I read a good interview with Carol Emshwiller here, which reminded me of the interview I did for Fantastic Metropolis in 2002. I’m re-posting it. Since then she has published a collection I Live With You and novels Mr. Boots and The Secret City, and Luis Ortiz put together a book called Emshwiller: Infinity x Two: The Life & Art of Ed & Carol Emshwiller, published by Nonstop Press. PS will be publishing a double-sized collection (in the style of the old Ace doubles); half will be war stories and half other stories.

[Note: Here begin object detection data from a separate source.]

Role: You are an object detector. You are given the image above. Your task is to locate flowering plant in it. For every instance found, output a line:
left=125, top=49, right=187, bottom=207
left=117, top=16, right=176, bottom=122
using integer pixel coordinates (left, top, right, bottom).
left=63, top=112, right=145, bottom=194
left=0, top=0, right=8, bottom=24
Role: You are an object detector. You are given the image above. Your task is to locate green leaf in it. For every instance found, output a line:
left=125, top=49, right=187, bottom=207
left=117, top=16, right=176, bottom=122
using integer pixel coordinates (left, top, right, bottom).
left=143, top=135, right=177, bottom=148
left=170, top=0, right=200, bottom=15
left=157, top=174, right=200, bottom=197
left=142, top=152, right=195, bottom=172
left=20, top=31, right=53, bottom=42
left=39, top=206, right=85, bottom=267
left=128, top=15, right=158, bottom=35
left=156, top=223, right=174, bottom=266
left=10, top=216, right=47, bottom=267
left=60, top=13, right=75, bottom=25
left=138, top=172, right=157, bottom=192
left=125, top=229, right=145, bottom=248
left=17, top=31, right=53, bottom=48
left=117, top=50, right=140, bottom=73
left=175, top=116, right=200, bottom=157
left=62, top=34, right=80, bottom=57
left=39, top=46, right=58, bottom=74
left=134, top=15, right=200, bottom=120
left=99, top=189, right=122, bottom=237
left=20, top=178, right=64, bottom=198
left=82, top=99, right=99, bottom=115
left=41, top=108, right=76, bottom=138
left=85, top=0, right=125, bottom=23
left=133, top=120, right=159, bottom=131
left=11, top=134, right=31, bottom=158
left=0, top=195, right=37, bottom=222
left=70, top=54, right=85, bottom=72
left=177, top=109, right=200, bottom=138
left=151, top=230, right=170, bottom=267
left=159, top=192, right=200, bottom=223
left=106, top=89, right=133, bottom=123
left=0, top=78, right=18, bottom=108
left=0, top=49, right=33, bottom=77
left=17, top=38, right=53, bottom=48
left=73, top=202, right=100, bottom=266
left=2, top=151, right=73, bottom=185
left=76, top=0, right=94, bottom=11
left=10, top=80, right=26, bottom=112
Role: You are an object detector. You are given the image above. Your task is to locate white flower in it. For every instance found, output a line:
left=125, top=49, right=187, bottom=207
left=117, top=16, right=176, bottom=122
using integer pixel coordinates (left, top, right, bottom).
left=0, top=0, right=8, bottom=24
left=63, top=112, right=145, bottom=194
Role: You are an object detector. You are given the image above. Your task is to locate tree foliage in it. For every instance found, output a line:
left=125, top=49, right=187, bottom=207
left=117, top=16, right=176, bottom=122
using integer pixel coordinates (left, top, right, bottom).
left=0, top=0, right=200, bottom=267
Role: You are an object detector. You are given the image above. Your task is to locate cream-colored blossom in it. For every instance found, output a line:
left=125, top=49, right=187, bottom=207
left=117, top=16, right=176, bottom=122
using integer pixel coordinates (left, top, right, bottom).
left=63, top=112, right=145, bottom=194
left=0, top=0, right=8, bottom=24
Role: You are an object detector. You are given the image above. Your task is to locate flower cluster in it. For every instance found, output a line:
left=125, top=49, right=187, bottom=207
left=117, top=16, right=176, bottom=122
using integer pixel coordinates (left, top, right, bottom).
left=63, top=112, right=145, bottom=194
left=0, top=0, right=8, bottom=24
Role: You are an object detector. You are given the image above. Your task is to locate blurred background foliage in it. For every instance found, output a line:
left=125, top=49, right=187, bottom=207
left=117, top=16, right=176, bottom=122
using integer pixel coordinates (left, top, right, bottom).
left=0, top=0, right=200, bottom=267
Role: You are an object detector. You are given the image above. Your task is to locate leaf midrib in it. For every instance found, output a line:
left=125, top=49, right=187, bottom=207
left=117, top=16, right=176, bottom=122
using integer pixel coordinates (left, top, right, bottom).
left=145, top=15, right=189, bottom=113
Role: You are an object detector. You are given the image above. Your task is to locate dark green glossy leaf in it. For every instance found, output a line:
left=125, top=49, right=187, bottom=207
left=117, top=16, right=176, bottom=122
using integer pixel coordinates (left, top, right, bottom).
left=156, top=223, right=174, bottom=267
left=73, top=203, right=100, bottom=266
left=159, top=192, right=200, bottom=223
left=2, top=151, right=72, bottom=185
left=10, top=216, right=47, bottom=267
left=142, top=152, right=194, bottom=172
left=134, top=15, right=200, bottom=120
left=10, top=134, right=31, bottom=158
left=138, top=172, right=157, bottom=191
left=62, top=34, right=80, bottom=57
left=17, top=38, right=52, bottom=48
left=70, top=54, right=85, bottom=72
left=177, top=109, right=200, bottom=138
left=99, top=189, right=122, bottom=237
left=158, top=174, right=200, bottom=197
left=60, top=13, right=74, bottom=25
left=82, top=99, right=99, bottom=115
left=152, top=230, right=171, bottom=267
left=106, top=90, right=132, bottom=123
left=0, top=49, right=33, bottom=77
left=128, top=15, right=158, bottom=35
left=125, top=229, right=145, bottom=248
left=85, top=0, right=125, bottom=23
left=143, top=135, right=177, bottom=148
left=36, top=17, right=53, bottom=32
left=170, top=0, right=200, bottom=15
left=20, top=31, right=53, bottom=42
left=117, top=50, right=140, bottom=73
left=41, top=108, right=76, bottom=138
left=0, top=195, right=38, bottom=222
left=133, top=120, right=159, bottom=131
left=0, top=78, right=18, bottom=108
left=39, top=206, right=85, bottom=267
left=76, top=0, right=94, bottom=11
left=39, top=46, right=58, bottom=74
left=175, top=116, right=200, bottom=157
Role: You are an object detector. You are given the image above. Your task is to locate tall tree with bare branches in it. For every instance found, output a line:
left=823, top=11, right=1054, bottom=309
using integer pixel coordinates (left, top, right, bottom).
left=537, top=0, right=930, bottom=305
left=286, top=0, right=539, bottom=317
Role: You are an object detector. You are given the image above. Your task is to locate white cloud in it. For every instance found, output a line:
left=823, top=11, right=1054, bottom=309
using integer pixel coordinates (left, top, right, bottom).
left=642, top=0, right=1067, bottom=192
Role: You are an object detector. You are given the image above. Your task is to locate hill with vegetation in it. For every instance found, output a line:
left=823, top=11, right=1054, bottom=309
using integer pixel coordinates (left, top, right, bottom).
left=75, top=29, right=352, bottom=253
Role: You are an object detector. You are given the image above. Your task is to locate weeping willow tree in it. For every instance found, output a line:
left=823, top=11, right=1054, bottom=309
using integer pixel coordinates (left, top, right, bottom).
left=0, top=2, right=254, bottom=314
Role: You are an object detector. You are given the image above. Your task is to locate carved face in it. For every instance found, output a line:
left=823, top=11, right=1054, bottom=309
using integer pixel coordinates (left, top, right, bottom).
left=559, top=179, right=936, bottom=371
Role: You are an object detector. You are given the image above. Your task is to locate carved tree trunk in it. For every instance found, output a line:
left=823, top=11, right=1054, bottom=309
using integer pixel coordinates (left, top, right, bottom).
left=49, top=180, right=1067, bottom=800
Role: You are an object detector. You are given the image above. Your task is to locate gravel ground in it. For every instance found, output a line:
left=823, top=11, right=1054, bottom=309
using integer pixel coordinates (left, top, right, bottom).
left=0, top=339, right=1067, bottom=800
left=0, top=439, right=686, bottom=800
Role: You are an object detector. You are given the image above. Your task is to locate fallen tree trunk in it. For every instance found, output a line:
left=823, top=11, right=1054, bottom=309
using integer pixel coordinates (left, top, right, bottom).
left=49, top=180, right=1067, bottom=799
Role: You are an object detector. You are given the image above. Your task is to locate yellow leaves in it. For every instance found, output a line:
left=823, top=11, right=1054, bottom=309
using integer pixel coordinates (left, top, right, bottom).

From Fantastic Metropolis:
Carol Emshwiller was born in Ann Arbor, Michigan in 1921, and began publishing short fiction in 1955. Much of her early fiction appeared in The Magazine of Fantasy & Science Fiction and in Damon Knight’s Orbit anthologies. She won the World Fantasy award in 1991 for her collection, The Start of the End of it All. Other collections include collections Joy in Our Cause (1974) and Verging on the Pertinent (1989). Novels are Carmen Dog (1988), Ledoyt (1995), and Leaping Man Hill (1999). Small Beer press recently published her new novel, The Mount and a new collection, Report to the Men’s Club. Carol lives about half the year in New York City and half in Eastern California, between the Sierra and Inyo Mountains. She was married to the late Ed Emshwiller, science fiction illustrator, painter, and experimental film-maker.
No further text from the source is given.